As we were having lunch, he said nay to something and I asked if he was trying to say no. Well apparently he was so we continued to say it back and forth. Then we went to his room to change his diaper and clothes and I opened the diaper door and told him to get a diaper. He backed away and said no (his version anyway). That little rascal.
Rachel was okay today. Still fussy, but slept better. She cried a lot to go to sleep though. I know she was tired. I hope that gets better soon. The three nap thing isn't going to work. I put her down at 9 today and she fussed and cried until almost 10. She was up and down, though, never really getting to the point of real crying. I went in a couple of times and almost got her up, but she seemed like she was on the verge of falling asleep. Well when she did finally fall asleep she slept for 2 hours. Same thing in the afternoon, but she didn't sleep for 2 hours, more like 1, after crying for probably 45 minutes. Hopefully I can put her on a schedule and she'll be better.

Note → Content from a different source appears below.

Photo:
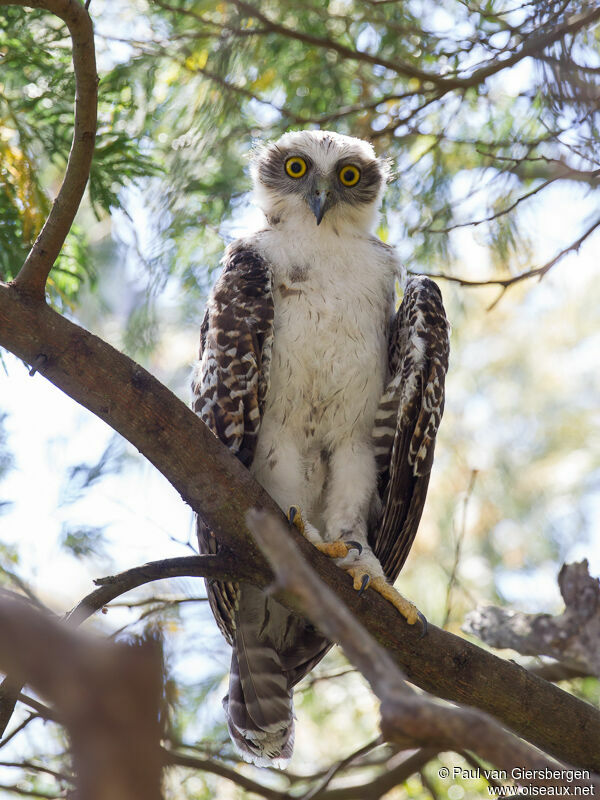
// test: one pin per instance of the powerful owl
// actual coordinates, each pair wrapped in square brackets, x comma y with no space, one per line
[330,397]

At the therapy place, there are two boys who are clearly twins and who are also clearly autistic, in the classic sense. All I can think of is how does that mom do it. I'm sure she just takes it one day at a time and loves her kids like crazy, but man oh man, that's just unthinkable. I guess I should count my blessings. I was on anti depressants while pregnant with both my kids, what if that causes both of them to be autistic? We're still not officially okay as far as Spencer goes. Though my fears seems to decrease by the day.

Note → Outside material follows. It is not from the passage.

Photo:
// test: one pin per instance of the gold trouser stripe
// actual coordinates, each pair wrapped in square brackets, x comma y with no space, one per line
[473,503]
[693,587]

On that same note, we had some success with pointing today. He really likes the mini-M&Ms. I mean he'll actually get upset if he can't have them, which is a first. So, I didn't give in. I calmly showed him how to tell me he wanted them by pointing. He got upset, and I just hugged him while he dealt with his frustration and then calmly showed him again. By the third time, I got him to extend his finger without me doing it for him, though I still had to hold his other fingers back. We did the same exercise again later in the evening and he didn't get as upset. He's so cute when he very carefully picks up on little m&m mini at a time out of my hand and puts them in his mouth. Really savoring each one. We'll try again tomorrow. I kept giving in the past because I didn't want to frustrate him, but obviously that wasn't working, so now we'll go wiht frustration and see if that gets results. I'm certainly not denying him anything he actually needs.

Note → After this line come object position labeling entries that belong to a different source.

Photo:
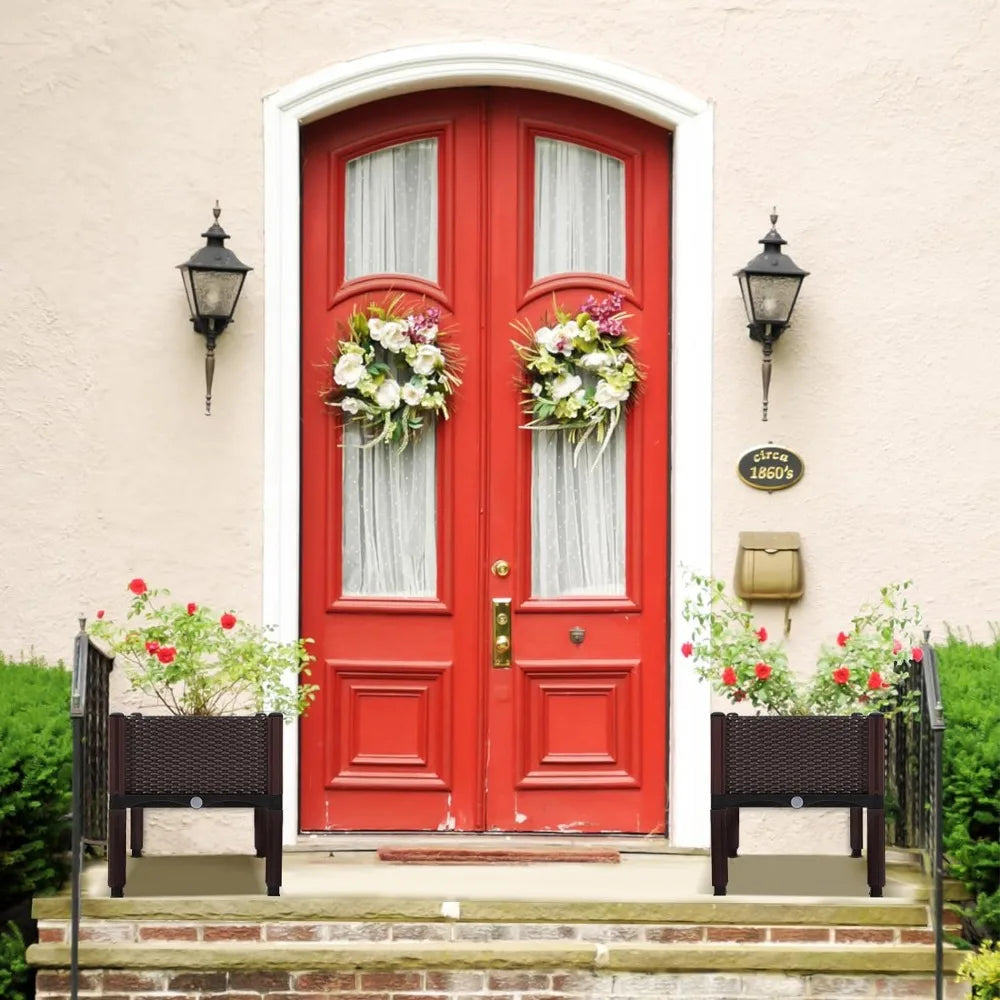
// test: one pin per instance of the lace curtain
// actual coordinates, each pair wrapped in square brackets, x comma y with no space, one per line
[579,210]
[391,213]
[578,508]
[389,543]
[577,517]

Onto Mike. He told me he now has a facebook and is corresponding with an old high school friend (female). He's also got a blog and I know the address. I read the first post on the pretense of checking out his color scheme and layout. I know I shouldn't have. I won't do it again. I hate this feeling that I need to check up on him. It's so hard for me to trust and I hate that about myself. God, if he did do anything to betray that it would break me in a way that might never be able to be fixed. He lied to me about smoking and I felt like my world had fallen apart. I've never trusted (or been able to trust) anyone the way I trust him. Certainly not my family, and never any friends. It's terrifying to me. It's a constant battle, and I have to repeat my "Either you trust him or you don't. Leave it alone." mantra every couple of days to keep myself from going through things I shouldn't. Anyway, when he told me about the facebook and blog, I just felt like there is this whole other side of him I know nothing about. I share every facet of my life with him, and there's so much about him I dont' know. He corresponds with people that he "met" online years ago while they were all writing Lara Croft fan-fiction. And I'm not even sure about that I just know I've questioned him on strange names I've seen in his emails and that's what he tells me. Yeah, it bothers me that he doesn't want to share his whole life with me. And how much is there that I don't know anything about? Ahh, this is where that mantra comes in. Either you trust him or you don't. Leave it alone.
Mike got a great shot of Spencer feeding Rachel her peas tonight. I'm going to have to go get his camera and download it. And, of course, what's my thought now - wonder if they'll be anything on it besides those pics? And cut to the mantra. Barb sure did a number on me. That narcisistic bitch!